M. Faye, 44 ans, jamais porté à une fonction élective nationale auparavant, garde le silence depuis qu'il a voté dimanche.
Son principal adversaire, le candidat du pouvoir Amadou Ba, a dit dans la nuit à des sympathisants qu'il s'exprimerait à la mi-journée, en assurant être "respectueux du droit, de la République et de ses institutions".
Des résultats officiels ne devraient pas être connus avant le courant de la semaine.
Après trois années d'agitation et de crise, les Sénégalais attendent donc toujours de connaître l'issue du scrutin de la veille, qui tranchera entre continuité et changement peut-être radical.
La commission électorale nationale a jusqu'à vendredi pour publier des résultats provisoires, avant leur validation par le Conseil constitutionnel.
"Au stade où nous en sommes, les jeux sont faits" en faveur de M. Faye, a déclaré à l'AFP Ababacar Fall, dirigeant du Gradec, une ONG pour la démocratie et la bonne gouvernance.
"Le candidat du pouvoir ne peut plus compenser l'écart au vu des tendances", a-t-il dit en se fondant sur des projections de son organisation à partir de 70% des bulletins.
Il faut la majorité absolue des suffrages exprimés pour l'emporter au premier tour. A défaut, les deux premiers disputent un second tour.
Les résultats publiés dans les médias et sur les réseaux sociaux placent le candidat Bassirou Diomaye Faye nettement devant celui du pouvoir et très loin devant les autres.
Des journaux proclament la victoire de M. Faye à leur une. "Diomaye le plébiscite", titre l'Observateur. "Happy Birthday Mister President", affiche Walf Quotidien.
Sa victoire "est presque acquise parce que d'après ce qu'on voit, d'après les chiffres qui viennent de tomber là, je vous dis qu'il n'y aura pas de deuxième tour", se réjouit Serigne Aïssanine, coordinateur jeunesse de la coalition Diomaye Président.
"C'est une révolution totale. Tout va changer. Du côté comportement, du côté social, du côté financier, tout va changer", déclare Coumba Diallo dite "Queen Biz", une chanteuse qui soutient M. Faye.
Au moins dix des 17 candidats ont félicité M. Faye au vu des résultats provisoires publiés par les médias. La certitude de la victoire a déclenché des scènes de liesse parmi ses sympathisants dans la capitale et en Casamance (sud).

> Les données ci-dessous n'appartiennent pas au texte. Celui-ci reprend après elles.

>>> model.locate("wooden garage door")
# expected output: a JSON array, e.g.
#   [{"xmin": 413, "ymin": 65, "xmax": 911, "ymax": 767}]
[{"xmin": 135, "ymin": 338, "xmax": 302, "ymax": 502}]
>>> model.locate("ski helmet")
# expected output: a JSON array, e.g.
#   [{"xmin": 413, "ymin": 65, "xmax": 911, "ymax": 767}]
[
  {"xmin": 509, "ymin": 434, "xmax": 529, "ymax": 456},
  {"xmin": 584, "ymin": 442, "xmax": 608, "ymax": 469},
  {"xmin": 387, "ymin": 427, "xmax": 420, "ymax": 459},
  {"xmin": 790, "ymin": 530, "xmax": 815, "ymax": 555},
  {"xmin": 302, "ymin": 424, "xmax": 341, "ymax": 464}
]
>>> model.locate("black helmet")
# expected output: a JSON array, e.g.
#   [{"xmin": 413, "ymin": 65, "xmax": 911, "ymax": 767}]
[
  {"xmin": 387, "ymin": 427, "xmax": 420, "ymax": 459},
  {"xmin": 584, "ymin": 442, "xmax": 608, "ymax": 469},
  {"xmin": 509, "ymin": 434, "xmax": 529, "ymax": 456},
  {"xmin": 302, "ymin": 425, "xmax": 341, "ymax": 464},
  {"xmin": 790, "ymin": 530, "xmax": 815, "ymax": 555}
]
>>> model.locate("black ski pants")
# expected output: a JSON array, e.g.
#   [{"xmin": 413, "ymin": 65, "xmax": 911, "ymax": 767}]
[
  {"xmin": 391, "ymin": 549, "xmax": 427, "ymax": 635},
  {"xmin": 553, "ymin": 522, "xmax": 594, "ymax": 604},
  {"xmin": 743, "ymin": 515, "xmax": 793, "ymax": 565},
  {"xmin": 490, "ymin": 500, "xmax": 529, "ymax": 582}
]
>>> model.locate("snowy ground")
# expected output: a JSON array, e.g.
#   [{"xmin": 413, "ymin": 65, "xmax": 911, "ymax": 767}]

Mais la direction de campagne du candidat du pouvoir s'est dite certaine que, "dans le pire des cas", M. Ba serait au second tour.
"Rupture"
Une victoire de M. Faye pourrait annoncer une profonde remise en cause systémique, pas seulement parce qu'il deviendrait le plus jeune président du Sénégal.
M. Faye, bénéficiant d'une loi d'amnistie, est sorti de onze mois d'emprisonnement dix jours avant l'élection, en même temps que son guide et chef de leur parti dissous Ousmane Sonko.
M. Faye se veut le "candidat du changement de système" et d'un "panafricanisme de gauche". Son programme insiste sur le rétablissement de la "souveraineté" nationale, bradée selon lui à l'étranger. Il a promis de combattre la corruption et mieux répartir les richesses, et s'est aussi engagé à renégocier les contrats miniers, gaziers et pétroliers conclus avec des compagnies étrangères.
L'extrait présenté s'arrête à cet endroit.